Feature Image: Ryan McGinnis
The pain felt by restaurant and hotel employees who are losing their jobs soon will be felt elsewhere in the Reno-area economy, too.
Eugenia Larmore, PhD, the president of Ekay Economic Consultants Inc. in Reno, says that every dollar lost in the restaurant business in Washoe County results in an additional 69 cents of economic losses elsewhere in the economy.
These additional losses come from the so-called ripple effect, as restaurant workers spend their pay on groceries, apartments and all the other necessities of daily life.
In the hotel sector, every $1 that isn’t spent in Washoe County because of shutdowns related to the coronavirus results in lost revenues of 75 cents elsewhere in the economy — a total loss, then, of $1.75.

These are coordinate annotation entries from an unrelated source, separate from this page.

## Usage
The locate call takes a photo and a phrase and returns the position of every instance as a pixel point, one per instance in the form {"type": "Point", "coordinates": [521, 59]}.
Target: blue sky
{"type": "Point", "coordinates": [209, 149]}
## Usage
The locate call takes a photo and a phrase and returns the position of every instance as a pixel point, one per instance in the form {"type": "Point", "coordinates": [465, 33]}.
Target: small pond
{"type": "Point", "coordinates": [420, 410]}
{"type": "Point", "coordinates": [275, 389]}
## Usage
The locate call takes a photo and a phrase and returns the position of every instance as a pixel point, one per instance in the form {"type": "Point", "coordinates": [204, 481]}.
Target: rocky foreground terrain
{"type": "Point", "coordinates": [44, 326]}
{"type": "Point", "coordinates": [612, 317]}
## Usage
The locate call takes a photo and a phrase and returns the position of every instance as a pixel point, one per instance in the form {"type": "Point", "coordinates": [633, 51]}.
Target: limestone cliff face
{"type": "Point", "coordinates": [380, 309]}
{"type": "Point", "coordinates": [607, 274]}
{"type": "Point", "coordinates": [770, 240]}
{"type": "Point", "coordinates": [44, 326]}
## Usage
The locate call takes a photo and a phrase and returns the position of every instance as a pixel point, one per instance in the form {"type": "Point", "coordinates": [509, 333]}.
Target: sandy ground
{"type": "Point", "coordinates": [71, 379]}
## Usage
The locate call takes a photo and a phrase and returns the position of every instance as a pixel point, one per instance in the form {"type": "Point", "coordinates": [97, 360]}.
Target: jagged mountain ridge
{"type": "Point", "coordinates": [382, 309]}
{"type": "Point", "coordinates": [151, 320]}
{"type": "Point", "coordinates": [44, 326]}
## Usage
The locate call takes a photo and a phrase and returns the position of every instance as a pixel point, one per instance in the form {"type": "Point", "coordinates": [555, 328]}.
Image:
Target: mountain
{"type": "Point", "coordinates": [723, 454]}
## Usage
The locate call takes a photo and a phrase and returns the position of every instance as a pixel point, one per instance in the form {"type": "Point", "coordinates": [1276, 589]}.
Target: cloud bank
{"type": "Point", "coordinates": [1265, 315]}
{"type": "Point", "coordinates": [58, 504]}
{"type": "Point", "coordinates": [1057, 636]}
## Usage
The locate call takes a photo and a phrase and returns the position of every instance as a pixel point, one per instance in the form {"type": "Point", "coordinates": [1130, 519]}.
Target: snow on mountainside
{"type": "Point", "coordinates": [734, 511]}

Among the sectors of the local economy that can expect to be hit by restaurant and hotel layoffs, the economist says, are the commercial real estate firms that lease space to restaurants, electric utilities, insurance firms, media that carry advertising and providers of medical care.
Larmore says the figures are based on data generated by IMPLAN, a complex tool developed by a North Carolina company to analyze the workings of the economy.
Hotel and restaurant jobs account for about 13 percent of the workers in Washoe County — about 33,000 jobs in total in the two sectors.
Those jobs don’t pay particularly well, Larmore notes. Hotel workers make about 63 percent of the average county weekly wage of $1,007, and restaurant and bar workers make about 39 percent of the average county wage.
“Not only are these wages low, many of the employees work fewer than average hours,” she notes.